Interrogantes sobre la suspensión de actividades
Por lo anterior, resulta válido cuestionar cómo podría una persona moral actualizar en la práctica los supuestos previstos en la fracción XII, considerando que:
- si continúa presentando declaraciones, existe cumplimiento fiscal;
- y si deja de presentarlas, podrían generarse incumplimientos y requerimientos por parte de la autoridad.
Dudas sobre la cancelación del RFC
Bajo esa misma lógica, la aplicación de la fracción XIII también genera dudas prácticas, ya que para que proceda la cancelación del RFC la autoridad debe confirmar una ausencia total de actividad fiscal durante cinco ejercicios, incluyendo la no presentación de declaraciones sin estar obligado a ello, la ausencia de CFDI emitidos y recibidos, la falta de información reportada por terceros y la inexistencia de créditos fiscales.

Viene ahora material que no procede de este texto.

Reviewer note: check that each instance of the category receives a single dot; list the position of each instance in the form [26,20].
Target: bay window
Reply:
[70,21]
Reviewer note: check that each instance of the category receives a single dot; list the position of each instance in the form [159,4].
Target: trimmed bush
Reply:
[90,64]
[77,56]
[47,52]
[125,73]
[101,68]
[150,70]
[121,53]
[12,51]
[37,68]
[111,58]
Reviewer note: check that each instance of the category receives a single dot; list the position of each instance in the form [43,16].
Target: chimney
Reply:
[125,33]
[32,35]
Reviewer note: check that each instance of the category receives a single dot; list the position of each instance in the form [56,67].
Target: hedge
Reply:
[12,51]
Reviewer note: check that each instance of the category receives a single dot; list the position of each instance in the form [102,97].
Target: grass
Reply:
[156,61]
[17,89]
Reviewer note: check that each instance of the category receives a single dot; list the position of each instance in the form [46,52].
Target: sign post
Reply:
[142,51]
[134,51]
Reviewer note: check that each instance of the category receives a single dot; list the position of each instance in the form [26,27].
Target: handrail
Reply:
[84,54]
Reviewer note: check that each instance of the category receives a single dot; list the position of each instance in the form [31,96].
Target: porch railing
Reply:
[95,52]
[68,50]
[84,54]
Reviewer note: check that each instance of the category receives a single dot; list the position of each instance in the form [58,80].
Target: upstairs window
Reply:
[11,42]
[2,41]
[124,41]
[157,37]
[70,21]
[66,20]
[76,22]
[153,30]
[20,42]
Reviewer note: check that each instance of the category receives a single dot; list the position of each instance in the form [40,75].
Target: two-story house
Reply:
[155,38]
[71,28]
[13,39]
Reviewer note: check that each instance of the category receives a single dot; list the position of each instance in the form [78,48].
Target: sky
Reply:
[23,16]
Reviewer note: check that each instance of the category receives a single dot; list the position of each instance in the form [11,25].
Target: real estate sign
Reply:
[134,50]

En este sentido, pareciera que estas disposiciones se encuentran principalmente orientadas a contribuyentes totalmente abandonados o inexistentes en la práctica, más que a sociedades que simplemente atraviesan periodos prolongados sin operaciones.
Conclusión
Por lo anterior, si bien la reforma incorpora nuevas facultades para la suspensión de actividades y la cancelación del RFC por parte de la autoridad, tratándose de personas morales aún existen interrogantes relevantes respecto a la forma en que dichos supuestos pueden materializarse en la práctica.
En consecuencia, cuando una persona moral pretenda concluir definitivamente su situación fiscal y cancelar su RFC, continúa siendo indispensable llevar a cabo formalmente el proceso de disolución y liquidación de la sociedad, en los términos previstos por la legislación mercantil y fiscal aplicable.